Associate Professor Michael Santoro, Ph.D

michael santoro audio file

INTERVIEW TRANSCRIPT

Michael Santoro, co-author of “Ethics and the Pharmaceutical Industry,” is an Associate Professor in the Business Environment Department at the Rutgers Business School in New Jersey, and a faculty member of the Rutgers Center for Global Change and Governance. He holds a Ph.D. in Public Policy from Harvard University, and teaches MBA courses on the Social and Ethical Responsibilities of Global Business, the Ethical and Legal Aspects of the Pharmaceutical Industry, Business Ethics and Business Law. “Ethics and the Pharmaceutical Industry,” which Mr. Santoro co-authored with Thomas Gorrie in 2005, examines the tense relationship between society and the pharmaceutical industry through the eyes of leading industry figures. The book discusses the role of intellectual property rights and patent protection, the moral and economic requisites of research and clinical trials, drug pricing, and marketing and advertising. In a phone interview on May 12, Mr. Santoro discussed his book and some of the current issues surrounding the pharmaceutical industry today.

I was interested in what inspired you to co-author this book in the first place? “Seven or eight years ago, my dean asked me to put together a course on ethics and the pharmaceutical industry for an MBA program that was specifically geared towards students that wanted to work in the pharmaceutical industry, and the more we worked on these issues, the more I realized that there was not out in the public domain a comprehensive and balanced discussion of the many, many ethical issues that face the pharmaceutical industry.”

Did you find that doctors felt torn ethically between the industry and their patients when you were interviewing them? “Yes, there was a really poignant essay by Dr. Chuck Bardes who is the Dean of Admissions at Cornell Medical School and who also has his own practice in internal medicine, and he in very frank terms, described what it was like to be a physician in the middle as it were, from having patients come in who these days are extremely well-informed, both because of direct consumer marketing and because of all the information that’s available on the web, and having those patients come in and request or demand certain kinds of drugs, and also having to face on the other side of the equation, the constant scrutiny of insurance companies that are watching what you’re doing and watching the drugs that you’re prescribing, and the physician is really caught in the middle of all this, trying to do what’s best for the patient, but also being bombarded by information and requests from various parts of the health care system.”

I know that one of your goals in producing this work was to examine the complicated relationship between society and the for-profit pharmaceutical drug industry, while also shedding some light on possible ways to better align the interests of the two — do you think it is in fact possible to strike that balance, and can you give an example or two of how you think that might be achieved? “I think the big news that really has finally passed over us is that the era of blockbuster drugs and direct consumer marketing is over. I mean that’s been really the dominant pharmaceutical market for the past 10 years or so – so I think in the future what needs to happen is the pharmaceutical industry needs to be much more attuned to medical needs and the companies that are nimble and efficient in finding straight pockets of medical need and serving it are going to be the profitable ones. The companies that are kind of sitting around and waiting, or trying to create blockbuster drugs, are going to be mostly disappointed.”
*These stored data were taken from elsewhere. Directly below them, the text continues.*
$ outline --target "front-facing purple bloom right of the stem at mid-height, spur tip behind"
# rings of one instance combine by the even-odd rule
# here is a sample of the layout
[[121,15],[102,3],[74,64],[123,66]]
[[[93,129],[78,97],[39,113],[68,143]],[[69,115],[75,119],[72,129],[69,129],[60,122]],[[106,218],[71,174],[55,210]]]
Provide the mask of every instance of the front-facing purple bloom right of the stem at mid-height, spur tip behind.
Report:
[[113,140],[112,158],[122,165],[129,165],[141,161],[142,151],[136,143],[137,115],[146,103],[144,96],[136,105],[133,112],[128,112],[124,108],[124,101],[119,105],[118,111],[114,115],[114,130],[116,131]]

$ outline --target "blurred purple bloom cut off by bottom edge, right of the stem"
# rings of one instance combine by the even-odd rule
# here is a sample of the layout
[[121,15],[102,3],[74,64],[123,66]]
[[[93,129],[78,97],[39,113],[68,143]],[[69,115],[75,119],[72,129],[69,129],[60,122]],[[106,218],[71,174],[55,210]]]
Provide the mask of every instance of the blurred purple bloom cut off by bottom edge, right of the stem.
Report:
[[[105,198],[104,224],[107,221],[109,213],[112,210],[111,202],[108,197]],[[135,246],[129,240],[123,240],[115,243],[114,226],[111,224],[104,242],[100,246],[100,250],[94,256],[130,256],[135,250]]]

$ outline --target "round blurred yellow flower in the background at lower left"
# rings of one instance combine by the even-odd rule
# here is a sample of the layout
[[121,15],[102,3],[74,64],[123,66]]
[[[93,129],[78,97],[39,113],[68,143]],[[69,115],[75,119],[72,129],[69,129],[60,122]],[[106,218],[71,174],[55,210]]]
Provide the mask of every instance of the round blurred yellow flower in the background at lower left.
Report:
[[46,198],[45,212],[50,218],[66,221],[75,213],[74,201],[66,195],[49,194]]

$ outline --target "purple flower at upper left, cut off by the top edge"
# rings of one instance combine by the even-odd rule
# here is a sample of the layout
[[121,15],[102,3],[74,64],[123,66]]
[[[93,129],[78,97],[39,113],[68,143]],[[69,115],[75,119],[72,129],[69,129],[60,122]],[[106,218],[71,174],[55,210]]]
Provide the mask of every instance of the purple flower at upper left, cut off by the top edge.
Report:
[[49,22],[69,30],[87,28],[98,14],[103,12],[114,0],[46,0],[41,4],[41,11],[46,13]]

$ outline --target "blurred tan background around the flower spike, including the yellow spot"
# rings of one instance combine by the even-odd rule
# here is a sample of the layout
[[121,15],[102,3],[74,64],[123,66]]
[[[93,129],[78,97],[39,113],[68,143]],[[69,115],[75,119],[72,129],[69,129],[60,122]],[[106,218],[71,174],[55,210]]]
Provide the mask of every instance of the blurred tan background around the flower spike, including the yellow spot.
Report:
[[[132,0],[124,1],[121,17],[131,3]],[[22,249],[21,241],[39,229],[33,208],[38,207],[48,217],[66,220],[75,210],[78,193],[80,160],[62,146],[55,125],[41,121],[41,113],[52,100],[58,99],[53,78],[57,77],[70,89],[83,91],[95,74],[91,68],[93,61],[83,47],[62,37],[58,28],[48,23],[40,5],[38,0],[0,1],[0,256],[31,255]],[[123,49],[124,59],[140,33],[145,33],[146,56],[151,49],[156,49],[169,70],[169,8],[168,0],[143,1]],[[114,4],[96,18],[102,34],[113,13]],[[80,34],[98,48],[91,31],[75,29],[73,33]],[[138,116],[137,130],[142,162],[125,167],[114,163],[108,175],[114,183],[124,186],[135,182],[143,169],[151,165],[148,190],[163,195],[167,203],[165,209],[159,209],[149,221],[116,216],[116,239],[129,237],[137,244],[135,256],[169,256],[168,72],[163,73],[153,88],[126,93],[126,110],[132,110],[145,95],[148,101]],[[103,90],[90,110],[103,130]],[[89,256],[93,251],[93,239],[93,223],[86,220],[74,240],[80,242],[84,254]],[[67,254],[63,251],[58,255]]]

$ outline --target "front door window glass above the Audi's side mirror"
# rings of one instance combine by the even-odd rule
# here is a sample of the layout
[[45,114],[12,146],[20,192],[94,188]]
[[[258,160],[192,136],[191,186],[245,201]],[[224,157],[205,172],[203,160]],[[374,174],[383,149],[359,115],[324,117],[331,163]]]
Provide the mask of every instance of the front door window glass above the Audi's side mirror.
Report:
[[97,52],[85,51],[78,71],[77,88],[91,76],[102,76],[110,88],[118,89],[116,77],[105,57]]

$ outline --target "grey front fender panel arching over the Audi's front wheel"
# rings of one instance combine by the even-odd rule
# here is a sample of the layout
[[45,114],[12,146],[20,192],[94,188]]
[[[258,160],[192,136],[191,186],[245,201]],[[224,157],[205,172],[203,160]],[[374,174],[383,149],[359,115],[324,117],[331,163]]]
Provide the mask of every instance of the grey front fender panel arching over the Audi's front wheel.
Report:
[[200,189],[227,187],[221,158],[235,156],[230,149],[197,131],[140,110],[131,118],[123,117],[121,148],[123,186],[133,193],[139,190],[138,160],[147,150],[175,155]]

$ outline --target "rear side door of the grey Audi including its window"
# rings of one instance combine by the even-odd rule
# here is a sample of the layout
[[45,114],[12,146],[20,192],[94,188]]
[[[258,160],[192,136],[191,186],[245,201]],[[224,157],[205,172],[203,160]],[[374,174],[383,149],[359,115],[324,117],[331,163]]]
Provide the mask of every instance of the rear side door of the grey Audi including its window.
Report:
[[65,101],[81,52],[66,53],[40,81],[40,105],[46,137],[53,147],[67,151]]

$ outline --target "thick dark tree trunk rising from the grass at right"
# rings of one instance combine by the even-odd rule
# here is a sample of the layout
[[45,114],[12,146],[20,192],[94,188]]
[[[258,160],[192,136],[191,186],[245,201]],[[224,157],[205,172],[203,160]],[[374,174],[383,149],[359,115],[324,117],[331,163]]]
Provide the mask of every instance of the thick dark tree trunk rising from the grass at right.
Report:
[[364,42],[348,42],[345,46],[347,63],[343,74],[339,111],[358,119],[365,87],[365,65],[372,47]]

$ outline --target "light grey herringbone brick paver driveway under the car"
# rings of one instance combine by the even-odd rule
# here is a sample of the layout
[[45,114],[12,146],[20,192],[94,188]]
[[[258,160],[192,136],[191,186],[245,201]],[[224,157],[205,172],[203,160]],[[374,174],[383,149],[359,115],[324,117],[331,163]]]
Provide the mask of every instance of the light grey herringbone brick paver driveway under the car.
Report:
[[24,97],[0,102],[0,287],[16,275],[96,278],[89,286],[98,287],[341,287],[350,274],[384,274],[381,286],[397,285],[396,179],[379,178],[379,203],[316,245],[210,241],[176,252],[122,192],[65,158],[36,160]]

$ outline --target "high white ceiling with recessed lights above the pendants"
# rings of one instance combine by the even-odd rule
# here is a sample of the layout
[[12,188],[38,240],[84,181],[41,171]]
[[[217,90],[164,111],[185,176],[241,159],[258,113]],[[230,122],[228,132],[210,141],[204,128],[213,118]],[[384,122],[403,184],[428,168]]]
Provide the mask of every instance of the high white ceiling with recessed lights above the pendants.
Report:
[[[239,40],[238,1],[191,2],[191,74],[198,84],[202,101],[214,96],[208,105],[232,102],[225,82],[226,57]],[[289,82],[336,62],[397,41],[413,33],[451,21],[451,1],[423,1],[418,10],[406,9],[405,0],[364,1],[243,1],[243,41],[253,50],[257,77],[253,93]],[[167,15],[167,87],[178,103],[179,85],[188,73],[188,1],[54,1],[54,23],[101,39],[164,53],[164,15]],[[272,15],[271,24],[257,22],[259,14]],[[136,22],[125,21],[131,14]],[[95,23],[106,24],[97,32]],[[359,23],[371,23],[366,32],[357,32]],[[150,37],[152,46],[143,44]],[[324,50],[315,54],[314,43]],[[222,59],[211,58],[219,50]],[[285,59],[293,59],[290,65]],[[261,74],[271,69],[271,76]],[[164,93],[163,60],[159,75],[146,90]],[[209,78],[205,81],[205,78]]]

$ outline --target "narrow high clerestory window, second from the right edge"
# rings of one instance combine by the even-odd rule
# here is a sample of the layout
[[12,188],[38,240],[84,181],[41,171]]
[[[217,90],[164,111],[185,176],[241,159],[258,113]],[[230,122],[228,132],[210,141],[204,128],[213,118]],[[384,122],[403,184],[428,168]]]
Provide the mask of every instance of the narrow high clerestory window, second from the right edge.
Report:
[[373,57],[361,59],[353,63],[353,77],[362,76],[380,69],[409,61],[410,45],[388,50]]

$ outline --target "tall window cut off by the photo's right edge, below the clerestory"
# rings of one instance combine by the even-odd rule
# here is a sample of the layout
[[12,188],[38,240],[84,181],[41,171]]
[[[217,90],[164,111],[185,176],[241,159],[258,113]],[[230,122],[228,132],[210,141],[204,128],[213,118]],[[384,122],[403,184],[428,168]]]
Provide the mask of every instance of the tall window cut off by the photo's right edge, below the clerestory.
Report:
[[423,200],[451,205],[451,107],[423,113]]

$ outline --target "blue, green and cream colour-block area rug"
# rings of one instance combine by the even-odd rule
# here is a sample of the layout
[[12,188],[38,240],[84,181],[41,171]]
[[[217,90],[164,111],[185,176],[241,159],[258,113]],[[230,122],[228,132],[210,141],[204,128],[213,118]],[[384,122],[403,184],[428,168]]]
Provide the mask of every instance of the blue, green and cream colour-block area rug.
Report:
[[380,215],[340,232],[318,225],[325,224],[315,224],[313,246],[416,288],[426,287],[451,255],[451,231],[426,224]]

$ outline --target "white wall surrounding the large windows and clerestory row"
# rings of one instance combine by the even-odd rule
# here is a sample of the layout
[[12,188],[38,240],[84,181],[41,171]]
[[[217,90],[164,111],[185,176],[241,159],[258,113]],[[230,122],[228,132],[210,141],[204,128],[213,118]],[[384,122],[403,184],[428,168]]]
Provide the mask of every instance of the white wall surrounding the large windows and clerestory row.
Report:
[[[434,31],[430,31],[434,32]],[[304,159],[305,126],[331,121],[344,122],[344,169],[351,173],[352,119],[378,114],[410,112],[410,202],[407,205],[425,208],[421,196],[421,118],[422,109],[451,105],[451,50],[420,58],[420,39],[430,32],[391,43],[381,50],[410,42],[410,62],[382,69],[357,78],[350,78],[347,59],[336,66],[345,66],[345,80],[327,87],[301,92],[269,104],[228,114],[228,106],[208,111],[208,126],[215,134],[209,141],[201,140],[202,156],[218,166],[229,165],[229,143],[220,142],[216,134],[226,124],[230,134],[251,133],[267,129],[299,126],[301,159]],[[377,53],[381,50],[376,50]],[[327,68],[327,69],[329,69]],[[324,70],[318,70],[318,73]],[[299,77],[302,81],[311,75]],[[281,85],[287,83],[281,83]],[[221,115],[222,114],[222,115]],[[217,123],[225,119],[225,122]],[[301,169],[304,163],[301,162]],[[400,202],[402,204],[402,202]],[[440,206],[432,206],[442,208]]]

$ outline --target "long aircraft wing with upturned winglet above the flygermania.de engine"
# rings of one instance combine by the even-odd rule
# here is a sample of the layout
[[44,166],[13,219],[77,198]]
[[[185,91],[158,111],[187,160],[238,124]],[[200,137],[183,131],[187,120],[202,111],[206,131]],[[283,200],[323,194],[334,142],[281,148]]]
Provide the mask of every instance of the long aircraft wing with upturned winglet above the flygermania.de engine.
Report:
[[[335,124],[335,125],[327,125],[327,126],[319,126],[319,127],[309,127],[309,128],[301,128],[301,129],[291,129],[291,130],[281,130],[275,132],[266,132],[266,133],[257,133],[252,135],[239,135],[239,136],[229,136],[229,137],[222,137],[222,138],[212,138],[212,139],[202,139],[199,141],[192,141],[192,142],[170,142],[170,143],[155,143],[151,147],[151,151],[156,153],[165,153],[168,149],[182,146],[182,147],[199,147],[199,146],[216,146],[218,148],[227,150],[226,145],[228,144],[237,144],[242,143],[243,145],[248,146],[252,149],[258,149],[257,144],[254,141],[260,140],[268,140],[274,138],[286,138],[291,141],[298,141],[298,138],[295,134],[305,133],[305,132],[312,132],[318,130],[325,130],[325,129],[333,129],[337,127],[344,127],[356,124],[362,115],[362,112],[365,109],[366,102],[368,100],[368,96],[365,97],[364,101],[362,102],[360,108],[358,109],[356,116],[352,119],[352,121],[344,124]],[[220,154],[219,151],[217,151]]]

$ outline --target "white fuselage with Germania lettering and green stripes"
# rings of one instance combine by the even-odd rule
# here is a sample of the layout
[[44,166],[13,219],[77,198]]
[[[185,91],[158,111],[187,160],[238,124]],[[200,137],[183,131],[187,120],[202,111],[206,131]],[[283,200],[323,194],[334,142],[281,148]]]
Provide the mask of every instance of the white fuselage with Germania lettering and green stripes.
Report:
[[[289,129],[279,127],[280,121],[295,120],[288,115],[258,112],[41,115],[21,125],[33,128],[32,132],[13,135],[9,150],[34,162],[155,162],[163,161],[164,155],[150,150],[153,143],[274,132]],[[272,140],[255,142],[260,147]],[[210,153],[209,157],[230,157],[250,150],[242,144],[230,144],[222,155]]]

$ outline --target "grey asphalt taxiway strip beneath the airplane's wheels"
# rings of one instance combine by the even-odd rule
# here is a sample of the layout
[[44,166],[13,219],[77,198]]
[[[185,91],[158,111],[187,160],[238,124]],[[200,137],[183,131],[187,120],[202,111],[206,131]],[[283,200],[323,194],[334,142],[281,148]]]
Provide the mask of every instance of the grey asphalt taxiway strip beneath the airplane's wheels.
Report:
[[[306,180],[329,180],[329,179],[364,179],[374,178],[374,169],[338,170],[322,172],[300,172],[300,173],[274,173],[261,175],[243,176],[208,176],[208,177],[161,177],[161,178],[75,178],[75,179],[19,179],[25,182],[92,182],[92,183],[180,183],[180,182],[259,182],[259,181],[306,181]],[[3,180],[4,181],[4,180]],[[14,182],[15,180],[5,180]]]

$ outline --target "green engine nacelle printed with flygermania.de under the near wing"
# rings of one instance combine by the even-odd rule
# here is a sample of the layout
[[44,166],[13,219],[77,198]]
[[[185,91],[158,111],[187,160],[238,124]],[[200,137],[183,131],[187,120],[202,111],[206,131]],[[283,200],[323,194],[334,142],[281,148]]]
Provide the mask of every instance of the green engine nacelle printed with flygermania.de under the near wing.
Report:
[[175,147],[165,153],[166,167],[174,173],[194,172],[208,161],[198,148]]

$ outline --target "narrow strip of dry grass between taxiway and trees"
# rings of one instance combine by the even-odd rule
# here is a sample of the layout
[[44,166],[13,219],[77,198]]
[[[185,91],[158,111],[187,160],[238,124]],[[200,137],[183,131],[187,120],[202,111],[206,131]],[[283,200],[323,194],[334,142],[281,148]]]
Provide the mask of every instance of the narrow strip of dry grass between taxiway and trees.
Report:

What do you think it will take to improve the public’s perception of the pharmaceutical industry and where do you think that attitude is currently? “Well, I think that attitude has now been permanently set in stone for quite a long time. I think there has been a sustained period where the public has been unhappy with the behavior of the pharmaceutical industry. I think the pharmaceutical industry responded unsuccessfully to those perceptions. I think a lot of things contributed to the unsuccessful response, but the bottom line was that the industry as a whole really never properly engaged the public about their concerns, and as a result I think that we’re going to have a kind of semi-permanent sense among consumers that the pharmaceutical industry is not one that they respect.”